For ( 52! \approx 8.066 \times 10^{67} ), the absolute error will depend on the exact rounding used by the floating-point system. Given that IEEE double precision can represent approximately 15–17 digits accurately, the relative error is expected to be quite small but non-zero, especially as the size of the number increases. The relative error can be expressed as:
[
\text{Relative error} \approx \frac{\text{Absolute error}}{\text{Value of the number}}.
]
Since the value of ( 52! ) is on the order of ( 10^{67} ), the relative error will be on the order of ( 10^{-17} ), which is still very small, but not negligible.
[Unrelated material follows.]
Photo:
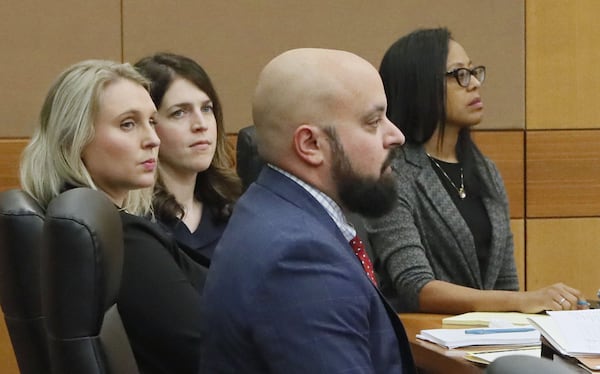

Thus, the best floating point approximation of ( 52! ) will have an error on the order of ( 10^{-17} ) in relative terms, and the absolute error will depend on the implementation details of the floating-point system.
2. MATLAB Code and Floating Point Arithmetic
The MATLAB code:
t = 0.1;
n = 1:10;
e = n/10 - n*t;The output of this code is calculated as follows:
t = 0.1is a scalar value.n = 1:10creates a vector of values from 1 to 10.n/10produces a vector of values ([0.1, 0.2, 0.3, …, 1.0]).n*tcomputes ([0.1, 0.2, 0.3, …, 1.0]), as ( n \times 0.1 ).- Subtracting
n*tfromn/10results in a vector of zeros.
However, due to the limitations of floating-point arithmetic, the result will not be exactly zero. The output might look like:
e = [0, 0, 0, 0, 0, 0, 0, 0, 0, 0]However, because floating point arithmetic is not always perfectly associative due to rounding errors, there may be small deviations from zero for each element in e.
Explanation of Associativity Issue
Floating-point numbers have finite precision, meaning that operations like addition and multiplication are subject to rounding errors. Associativity means that the result of an operation should not depend on the order of operations. However, in floating point arithmetic, this is not always the case. When you perform operations like subtraction with numbers that are close in value, the result can suffer from “catastrophic cancellation,” which results in a loss of precision.
In this code, ( n/10 – n \times t ) is expected to produce zero because both terms are mathematically equal. But, due to rounding errors inherent in floating point representation, small errors accumulate and prevent the result from being exactly zero. This demonstrates that floating point arithmetic does not always satisfy exact mathematical properties such as associativity and distributivity, especially when dealing with numbers that are close together, leading to precision loss.
In conclusion, this example highlights how floating-point arithmetic can lead to small errors, which can be amplified in more complex computations. It also demonstrates the sensitivity of floating-point results to the order in which operations are performed.